Laying Off the New Jobs Story
Reporters Focus on Downside of Corporate Downsizing, Ignore Growth

Reporters just don’t know what to make of it: The unemployment rate falls at the same time that big companies are laying off thousands of workers. These must be contradictory signals about the health of the economy, right?

Not necessarily, but most reporters at the networks assumed so. For them, layoffs can only be a bad sign. ABC’s Kevin Newman, on the December 3 Good Morning America, announced that "big companies [are] shedding employees as if there is a recession, but of course there isn’t," which led him to wonder: "Can our economy really absorb these layoffs, or is it just a question of too much greed among corporate America?"

According to Time’s Frank Gibney Jr., in the December 14 edition of that magazine, "Last week the Dow Jones stock average slipped on confusing news of megamergers by some companies and thousands of layoffs at others. It then recovered slightly after the Department of Labor announced that the November unemployment rate dipped to 4.4 percent." Layoffs, however, caused him to wonder if "today’s economic boom will give way to a brutal post-holiday hangover."

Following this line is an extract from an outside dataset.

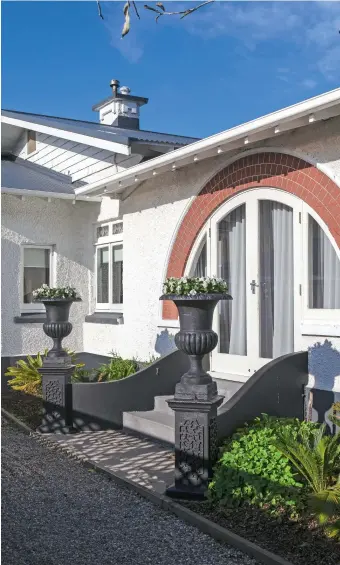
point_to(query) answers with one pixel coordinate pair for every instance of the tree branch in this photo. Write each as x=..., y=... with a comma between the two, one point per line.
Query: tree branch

And on the November 18 World News Tonight, ABC’s Betsy Stark reported on how big American steel companies are threatened by inexpensive imported steel, noting that the price of steel has dropped from $330 per ton last year to $230 this year. This may be good for manufacturers who use steel, but "the global economy is not a wonderful thing if you’re an American steel worker. Prices for foreign steel are so low that even the most efficient American steel companies say they cannot match them and still make a profit," causing the industry to lose 6,000 jobs this year.

All of these stories missed an important point: If big companies themselves, or foreign competitors, can produce the same products more efficiently with less labor, then that will free up workers to produce other products or services, making the economy as a whole wealthier. "Most of the layoffs are happening at big firms," notes a report in the December 8 Investor’s Business Daily. "But that’s not where the action is. Small- to mid-sized companies are hiring at a stupendous clip." While behemoth companies have cut jobs, "new jobs are being created faster than the government can count in sectors of the economy that barely existed two decades ago — personal computers, software, the Internet, fast-growing discount retailers, and so on."

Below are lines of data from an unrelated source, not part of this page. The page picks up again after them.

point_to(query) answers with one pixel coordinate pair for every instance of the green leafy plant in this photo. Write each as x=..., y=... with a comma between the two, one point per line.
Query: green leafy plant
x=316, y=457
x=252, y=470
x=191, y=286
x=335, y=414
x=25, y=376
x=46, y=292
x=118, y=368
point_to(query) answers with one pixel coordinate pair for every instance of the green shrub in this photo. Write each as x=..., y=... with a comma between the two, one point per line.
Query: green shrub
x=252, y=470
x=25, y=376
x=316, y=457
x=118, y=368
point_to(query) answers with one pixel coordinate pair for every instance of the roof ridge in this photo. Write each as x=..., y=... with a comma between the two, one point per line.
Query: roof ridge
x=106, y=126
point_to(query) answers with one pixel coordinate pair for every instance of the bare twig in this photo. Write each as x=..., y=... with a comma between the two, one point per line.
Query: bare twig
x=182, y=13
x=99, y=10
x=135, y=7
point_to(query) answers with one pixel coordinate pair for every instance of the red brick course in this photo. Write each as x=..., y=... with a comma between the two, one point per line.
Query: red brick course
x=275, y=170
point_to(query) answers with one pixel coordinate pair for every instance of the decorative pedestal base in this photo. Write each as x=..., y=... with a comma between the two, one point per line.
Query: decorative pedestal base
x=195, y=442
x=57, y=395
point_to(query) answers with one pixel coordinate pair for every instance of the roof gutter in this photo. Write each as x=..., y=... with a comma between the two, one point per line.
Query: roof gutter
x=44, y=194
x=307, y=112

This is a sign of a healthy economy, IBD argues: "Jobs that are shed in older, less vital industries are replaced with new jobs in younger, faster-growing industries." This contrasts with Europe, where regulations preventing layoffs stifle the "creative destruction" of the free marketplace. This leads to slower growth, less innovation, and, paradoxically, higher unemployment, as companies cease to hire because of the regulatory and tax burden.

If reporters looked below the bad news on the surface, they would see that the dynamic, changing nature of the American labor force is one of this country’s great strengths.